It was a 1974 Chevy Nova, a plain-Jane, emerald green four-door and the last car my grandpa bought before he died.
When it became mine six years later, I immediately dolled it up with a line of peel-and-stick faux chrome trim down each side. My brothers – both mechanics – rolled their eyes. I didn’t care; it was my first car.
Lots of people can still tell their first-car stories. We’re American. We love our cars.
That makes this week’s opening of LeMay-America’s Car Museum exciting on a personal level. The museum also is exciting on a civic level. The new addition to Tacoma’s skyline brings a much-needed boost to our community psyche. After all, it’s been a rough few years around town.
It’s even OK for the newspaper to get a little excited.
The News Tribune has played a number of journalistic roles since the museum idea was hatched in the late 1990’s. Initially, we were news-breakers, simply letting readers know what the LeMays and local officials were considering. Through the years, we were watchdogs, telling readers how the city, state or federal government planned to spend their tax dollars or use their land for the project. A number of times, we were storytellers, not a difficult role given the colorful main character – Harold LeMay.
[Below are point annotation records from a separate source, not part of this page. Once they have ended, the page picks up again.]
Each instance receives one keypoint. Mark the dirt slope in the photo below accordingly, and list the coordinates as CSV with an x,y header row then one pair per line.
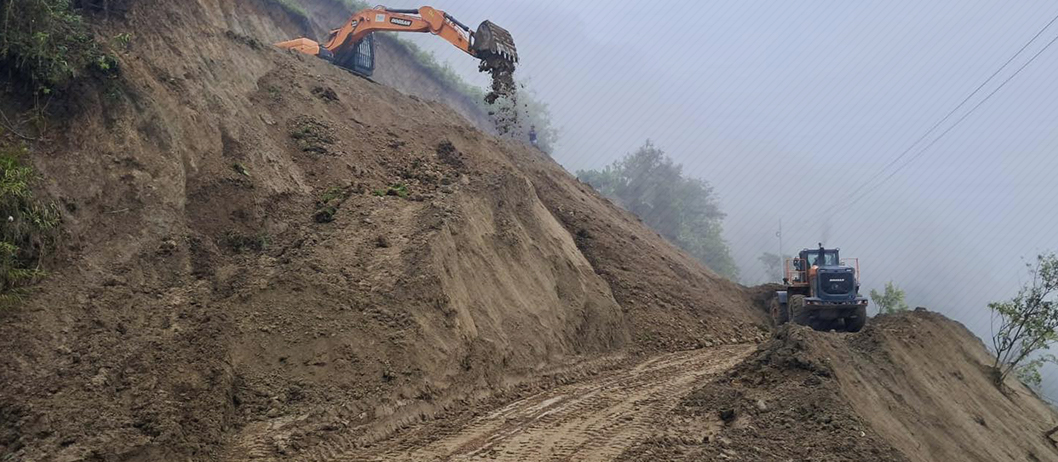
x,y
229,274
911,387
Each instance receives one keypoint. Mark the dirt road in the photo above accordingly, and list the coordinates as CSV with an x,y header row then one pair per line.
x,y
593,420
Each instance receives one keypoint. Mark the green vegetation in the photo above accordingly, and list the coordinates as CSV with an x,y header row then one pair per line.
x,y
773,265
28,225
48,43
1027,325
891,300
682,209
530,110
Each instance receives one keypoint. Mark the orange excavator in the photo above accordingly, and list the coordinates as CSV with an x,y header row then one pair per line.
x,y
352,48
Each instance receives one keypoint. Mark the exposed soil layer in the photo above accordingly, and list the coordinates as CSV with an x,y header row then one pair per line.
x,y
260,245
910,387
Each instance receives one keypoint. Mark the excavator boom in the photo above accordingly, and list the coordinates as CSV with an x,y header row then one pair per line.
x,y
490,43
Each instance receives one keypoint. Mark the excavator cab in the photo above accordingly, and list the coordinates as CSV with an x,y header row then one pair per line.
x,y
351,45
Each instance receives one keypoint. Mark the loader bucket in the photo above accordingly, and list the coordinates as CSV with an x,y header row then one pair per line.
x,y
494,44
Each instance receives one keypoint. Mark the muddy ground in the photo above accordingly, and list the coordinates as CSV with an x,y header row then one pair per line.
x,y
267,258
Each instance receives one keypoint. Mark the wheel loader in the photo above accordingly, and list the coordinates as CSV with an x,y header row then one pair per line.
x,y
352,47
821,291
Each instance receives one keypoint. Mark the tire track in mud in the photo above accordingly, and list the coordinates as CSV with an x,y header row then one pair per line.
x,y
591,420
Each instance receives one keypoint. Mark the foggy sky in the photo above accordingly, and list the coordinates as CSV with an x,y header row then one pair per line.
x,y
788,107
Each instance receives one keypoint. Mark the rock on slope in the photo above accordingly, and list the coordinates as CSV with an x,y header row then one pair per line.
x,y
257,239
910,387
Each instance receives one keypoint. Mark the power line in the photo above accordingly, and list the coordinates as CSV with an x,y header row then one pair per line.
x,y
837,205
967,114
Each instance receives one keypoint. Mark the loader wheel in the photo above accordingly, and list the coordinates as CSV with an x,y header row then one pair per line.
x,y
780,312
797,311
856,321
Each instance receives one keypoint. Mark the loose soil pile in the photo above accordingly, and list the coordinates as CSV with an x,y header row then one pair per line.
x,y
261,248
910,387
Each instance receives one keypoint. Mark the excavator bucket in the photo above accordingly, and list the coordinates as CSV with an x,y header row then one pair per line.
x,y
494,44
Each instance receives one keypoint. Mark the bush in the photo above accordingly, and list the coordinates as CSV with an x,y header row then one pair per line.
x,y
891,300
1027,324
48,43
682,209
28,224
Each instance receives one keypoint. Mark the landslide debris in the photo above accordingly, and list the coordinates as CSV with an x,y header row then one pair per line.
x,y
909,387
227,277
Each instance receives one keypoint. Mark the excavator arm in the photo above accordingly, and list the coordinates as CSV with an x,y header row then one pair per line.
x,y
491,43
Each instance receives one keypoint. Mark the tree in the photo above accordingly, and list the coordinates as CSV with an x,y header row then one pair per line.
x,y
891,301
773,265
685,210
1028,322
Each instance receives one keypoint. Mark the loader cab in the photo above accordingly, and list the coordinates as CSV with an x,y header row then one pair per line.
x,y
361,61
812,257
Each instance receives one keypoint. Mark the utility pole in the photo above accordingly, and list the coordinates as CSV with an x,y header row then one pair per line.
x,y
782,260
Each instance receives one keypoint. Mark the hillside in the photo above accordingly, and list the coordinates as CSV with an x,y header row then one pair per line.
x,y
911,387
263,257
197,299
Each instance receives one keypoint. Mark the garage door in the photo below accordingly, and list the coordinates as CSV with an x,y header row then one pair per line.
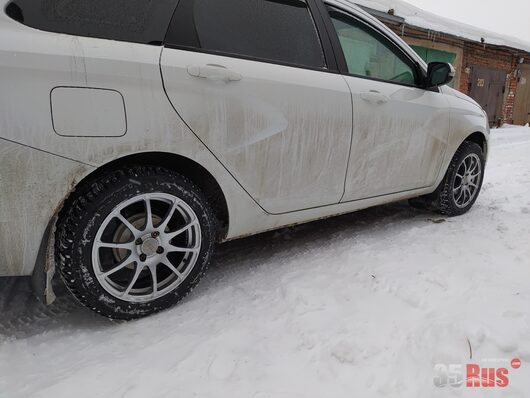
x,y
487,88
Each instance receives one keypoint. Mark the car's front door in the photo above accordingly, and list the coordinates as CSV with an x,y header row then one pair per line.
x,y
251,80
400,130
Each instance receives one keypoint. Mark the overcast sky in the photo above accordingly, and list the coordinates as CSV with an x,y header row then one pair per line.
x,y
510,17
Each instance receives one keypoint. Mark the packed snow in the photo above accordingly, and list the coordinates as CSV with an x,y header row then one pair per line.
x,y
363,305
415,16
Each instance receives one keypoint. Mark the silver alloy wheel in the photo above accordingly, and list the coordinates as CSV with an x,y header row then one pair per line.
x,y
146,247
467,180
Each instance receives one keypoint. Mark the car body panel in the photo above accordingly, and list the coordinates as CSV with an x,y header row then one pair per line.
x,y
284,133
397,145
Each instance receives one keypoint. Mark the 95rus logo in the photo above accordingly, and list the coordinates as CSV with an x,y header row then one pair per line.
x,y
473,375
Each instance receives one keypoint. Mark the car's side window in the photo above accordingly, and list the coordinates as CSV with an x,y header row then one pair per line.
x,y
273,30
370,54
138,21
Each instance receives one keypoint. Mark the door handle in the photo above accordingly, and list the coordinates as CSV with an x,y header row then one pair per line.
x,y
375,97
214,72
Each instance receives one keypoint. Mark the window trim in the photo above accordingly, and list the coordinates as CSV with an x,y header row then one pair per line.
x,y
331,65
419,73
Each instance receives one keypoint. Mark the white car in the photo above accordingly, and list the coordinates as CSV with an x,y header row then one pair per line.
x,y
135,135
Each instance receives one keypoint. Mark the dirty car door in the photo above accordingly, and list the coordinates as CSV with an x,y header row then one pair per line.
x,y
250,79
400,130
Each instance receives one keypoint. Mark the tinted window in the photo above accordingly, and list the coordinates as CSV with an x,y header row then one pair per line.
x,y
277,30
140,21
370,54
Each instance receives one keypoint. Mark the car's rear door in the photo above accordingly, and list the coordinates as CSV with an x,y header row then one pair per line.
x,y
400,130
252,80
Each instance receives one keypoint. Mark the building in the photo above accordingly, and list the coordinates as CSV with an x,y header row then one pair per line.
x,y
491,68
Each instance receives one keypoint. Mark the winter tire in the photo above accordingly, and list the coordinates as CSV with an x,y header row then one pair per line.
x,y
461,185
135,241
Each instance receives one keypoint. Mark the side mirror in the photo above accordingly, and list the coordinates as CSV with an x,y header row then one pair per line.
x,y
439,74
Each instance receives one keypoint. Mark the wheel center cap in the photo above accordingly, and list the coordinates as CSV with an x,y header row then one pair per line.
x,y
149,247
In today’s paper, we are explainers. Rob Carson, who was our chief explainer for five years on the Tacoma Narrows bridge construction, explains how the new museum plans to keep people coming back by changing up the cars, offering interactive exhibits and becoming a social hub. He also explains the sometimes bumpy road to Saturday’s grand opening – not surprising given the strong family dynamics. And he explains the new museum’s relationship to the remaining LeMay Family Collection in Parkland.
Later this week, we’ll be celebrators. On Friday, we’re publishing a 16-page section packed with fun facts about the museum, biographies of the cars and a floor plan to help guide you through. It will have lots of pictures and graphics, thanks to the hard work of photographer Dean Koepfler and artist Jessica Randklev. We’ll attend Saturday’s grand opening and write about it for Sunday’s paper.
We live in this community, too, and we want it to be successful. As long as we also play our other important roles, it’s OK for us sometimes to be cheerleaders.
LOOK FOR NEW BYLINES
We have another great roster of summer interns whose bylines you’ll soon be seeing in the paper. They include:
Karen Miller, a grad student at the University of Missouri, who will join our politics and government team. Miller graduated from Curtis High School and grew up in University Place.
Jack Sorenson from Pacific Lutheran University and incoming editor-in-chief of the school’s Mooring Mast, who will join our Sound Life team. Sorenson is from Spokane.
Zach Smith, a student at Central Washington University, who will work with our communities team. Smith hails from Enumclaw.
T.J. Cotterill, a Western Washington University senior, who’ll work on our sports team.
You already may have seen photo credits for Heather Perry, our photo intern from PLU. She’s been with us for several weeks, shooting mainly sports. Perry is a Rogers High grad from Puyallup.
Alexis Krell from the University of Washington ends her extended statehouse internship with us this week. Krell was our capable third reporter during this year’s legislative session and leaves us with a stack of A1 stories in her portfolio.
TNT STAFFERS HONORED
A number of our reporters and photographers won awards last weekend in the 2011 Northwest Excellence in Journalism contest sponsored by the Society of Professional Journalists. Our category included the biggest papers in Washington, Oregon, Idaho, Montana and Alaska. Winners included:
Ryan Divish, third place in sports features for his piece on Mariners’ manager Eric Wedge.
Dean Koepfler, third place in photo essays for his Labor Day package on the unemployed and underemployed.
Kathleen Merryman, third place in personalities reporting for her story about Cecil Leadinghorse of Tacoma and his recovery from homelessness and alcoholism.
Sean Robinson, third place in investigative reporting for his story on the questionable activities of the Westnet policing organization in Kitsap County.
Bill Virgin, third place in business columns.
Liu Kit Wong, second place in sports photography for his picture of high school runner Maureen Tremblay.